We keep building, UPDATES:
1. Turkish 5 other language detection
Added Turkish, Italian, Dutch, Indonesian, Thai, and Hebrew to detectSimpleLanguage in analyze-tweet so the bot replies in the user's language instead of defaulting to English.
2. Multi-frame video analysis (new point: video-frames)
Instead of relying on a single thumbnail frame, the bot now downloads the video, extracts 4-6 frames at evenly spaced intervals using ffmpeg, and sends them all to Claude Vision in one call. This gives the AI a full understanding of what happens in the video (scenes, uniforms, watermarks, locations, sequence of events). Installed ffmpeg on the server to support this.
3. Garbage transcript detection (video-transcribe)
Whisper was hallucinating on non-English audio, producing gibberish like "Julie you don't know 再見 ..." (for Russian speech) and "冬瓜汤完成" (for noise).

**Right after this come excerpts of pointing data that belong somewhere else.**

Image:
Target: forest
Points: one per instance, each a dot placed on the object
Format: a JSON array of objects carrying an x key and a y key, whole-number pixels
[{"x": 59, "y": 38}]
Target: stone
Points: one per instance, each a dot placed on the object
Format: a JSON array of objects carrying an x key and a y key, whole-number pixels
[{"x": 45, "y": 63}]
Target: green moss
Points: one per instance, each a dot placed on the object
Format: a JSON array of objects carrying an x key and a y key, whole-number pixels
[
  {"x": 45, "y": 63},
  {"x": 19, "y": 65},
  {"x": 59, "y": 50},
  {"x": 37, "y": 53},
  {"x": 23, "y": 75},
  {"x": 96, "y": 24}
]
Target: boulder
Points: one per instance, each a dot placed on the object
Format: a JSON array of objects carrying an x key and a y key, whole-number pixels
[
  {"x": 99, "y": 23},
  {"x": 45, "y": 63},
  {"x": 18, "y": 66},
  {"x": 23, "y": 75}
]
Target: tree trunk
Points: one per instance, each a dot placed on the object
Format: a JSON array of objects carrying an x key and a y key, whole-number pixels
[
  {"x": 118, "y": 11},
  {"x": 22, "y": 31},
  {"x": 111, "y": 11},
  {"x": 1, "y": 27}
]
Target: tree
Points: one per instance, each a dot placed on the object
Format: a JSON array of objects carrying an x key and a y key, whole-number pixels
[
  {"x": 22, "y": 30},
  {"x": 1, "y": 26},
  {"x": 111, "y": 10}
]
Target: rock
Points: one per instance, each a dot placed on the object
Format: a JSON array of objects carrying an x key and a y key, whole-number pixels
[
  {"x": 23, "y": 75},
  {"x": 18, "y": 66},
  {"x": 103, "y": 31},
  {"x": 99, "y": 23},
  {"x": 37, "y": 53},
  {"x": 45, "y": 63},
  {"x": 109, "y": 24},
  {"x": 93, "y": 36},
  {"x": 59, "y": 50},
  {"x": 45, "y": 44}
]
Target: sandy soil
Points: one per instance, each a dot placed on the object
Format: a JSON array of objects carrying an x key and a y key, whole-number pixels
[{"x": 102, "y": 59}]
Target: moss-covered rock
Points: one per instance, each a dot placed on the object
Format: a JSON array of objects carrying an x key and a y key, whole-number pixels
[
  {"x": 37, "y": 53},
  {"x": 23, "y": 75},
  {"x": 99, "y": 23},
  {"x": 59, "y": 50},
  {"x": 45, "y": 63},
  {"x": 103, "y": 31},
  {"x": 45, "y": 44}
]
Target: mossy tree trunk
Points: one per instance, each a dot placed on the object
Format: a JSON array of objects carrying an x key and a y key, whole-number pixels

Now detects mixed scripts, excessive repetition, and low-information transcripts and discards them instead of poisoning the pipeline.

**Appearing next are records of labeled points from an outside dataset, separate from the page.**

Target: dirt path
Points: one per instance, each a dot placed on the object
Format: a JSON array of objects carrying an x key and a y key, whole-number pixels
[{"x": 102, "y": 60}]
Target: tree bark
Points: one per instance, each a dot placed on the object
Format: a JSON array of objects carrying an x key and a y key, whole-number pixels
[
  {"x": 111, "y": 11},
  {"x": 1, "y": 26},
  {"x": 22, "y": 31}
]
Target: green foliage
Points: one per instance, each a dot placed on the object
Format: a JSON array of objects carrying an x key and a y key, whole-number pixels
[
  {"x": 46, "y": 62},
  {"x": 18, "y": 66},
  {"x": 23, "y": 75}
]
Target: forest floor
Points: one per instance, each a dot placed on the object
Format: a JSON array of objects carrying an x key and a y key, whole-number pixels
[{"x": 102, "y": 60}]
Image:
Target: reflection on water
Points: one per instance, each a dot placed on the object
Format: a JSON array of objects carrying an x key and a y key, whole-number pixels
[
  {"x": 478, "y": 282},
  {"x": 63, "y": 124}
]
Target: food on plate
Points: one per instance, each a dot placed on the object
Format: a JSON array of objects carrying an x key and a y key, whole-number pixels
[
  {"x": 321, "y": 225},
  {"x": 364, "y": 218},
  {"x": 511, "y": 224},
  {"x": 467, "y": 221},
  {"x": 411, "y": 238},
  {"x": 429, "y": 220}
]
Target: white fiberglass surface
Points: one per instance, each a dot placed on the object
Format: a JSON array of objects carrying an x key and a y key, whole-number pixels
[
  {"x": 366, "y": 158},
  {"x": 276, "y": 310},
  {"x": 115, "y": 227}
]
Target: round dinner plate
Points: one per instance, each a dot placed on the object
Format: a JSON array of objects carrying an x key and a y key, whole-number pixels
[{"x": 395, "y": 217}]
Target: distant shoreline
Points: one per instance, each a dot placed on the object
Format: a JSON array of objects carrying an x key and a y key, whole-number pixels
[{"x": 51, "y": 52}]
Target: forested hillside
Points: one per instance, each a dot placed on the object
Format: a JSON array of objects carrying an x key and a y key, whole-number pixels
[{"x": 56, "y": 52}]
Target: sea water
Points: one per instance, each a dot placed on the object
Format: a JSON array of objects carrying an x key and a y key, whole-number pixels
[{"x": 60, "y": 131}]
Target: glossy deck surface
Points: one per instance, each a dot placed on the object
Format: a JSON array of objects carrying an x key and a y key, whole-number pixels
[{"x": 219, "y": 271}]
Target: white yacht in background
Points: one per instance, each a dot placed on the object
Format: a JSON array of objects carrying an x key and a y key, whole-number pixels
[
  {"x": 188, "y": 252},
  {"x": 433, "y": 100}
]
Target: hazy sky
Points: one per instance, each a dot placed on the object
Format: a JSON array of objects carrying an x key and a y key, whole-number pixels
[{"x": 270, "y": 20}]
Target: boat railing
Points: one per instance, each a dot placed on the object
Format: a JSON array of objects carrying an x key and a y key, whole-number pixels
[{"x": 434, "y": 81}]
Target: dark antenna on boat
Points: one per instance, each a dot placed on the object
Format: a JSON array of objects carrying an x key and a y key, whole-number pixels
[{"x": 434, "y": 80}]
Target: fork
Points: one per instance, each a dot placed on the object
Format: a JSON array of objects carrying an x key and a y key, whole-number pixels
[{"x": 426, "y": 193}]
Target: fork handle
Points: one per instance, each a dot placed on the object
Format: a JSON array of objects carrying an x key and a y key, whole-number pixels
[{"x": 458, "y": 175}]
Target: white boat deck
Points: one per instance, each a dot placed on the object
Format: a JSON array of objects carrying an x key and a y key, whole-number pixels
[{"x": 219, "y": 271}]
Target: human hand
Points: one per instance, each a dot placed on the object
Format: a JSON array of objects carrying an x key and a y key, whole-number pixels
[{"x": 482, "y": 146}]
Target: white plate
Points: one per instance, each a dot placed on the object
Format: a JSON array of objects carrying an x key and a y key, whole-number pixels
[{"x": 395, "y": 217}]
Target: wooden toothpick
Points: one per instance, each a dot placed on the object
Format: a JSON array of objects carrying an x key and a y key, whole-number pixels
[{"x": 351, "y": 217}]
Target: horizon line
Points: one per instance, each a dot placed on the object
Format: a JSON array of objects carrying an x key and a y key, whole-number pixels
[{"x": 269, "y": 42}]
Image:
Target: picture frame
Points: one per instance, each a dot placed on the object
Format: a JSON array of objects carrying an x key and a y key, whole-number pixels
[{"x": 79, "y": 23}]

4. Video context search (dialectical-verify)
When multi-frame analysis identifies specific clues (media watermarks like "Mash", location markers like "Dubai skyline", uniform types like "paramedic"), the bot now runs targeted search queries using those identifiers (e.g., "Mash 2021 Russia paramedics elevator assault") instead of generic descriptions.
5. Updated claim decomposition prompt (dialectical-verify)
Added instructions telling the AI to use video analysis details (watermarks, locations, uniforms, incident types) to formulate specific, searchable claims rather than treating video descriptions as throwaway context.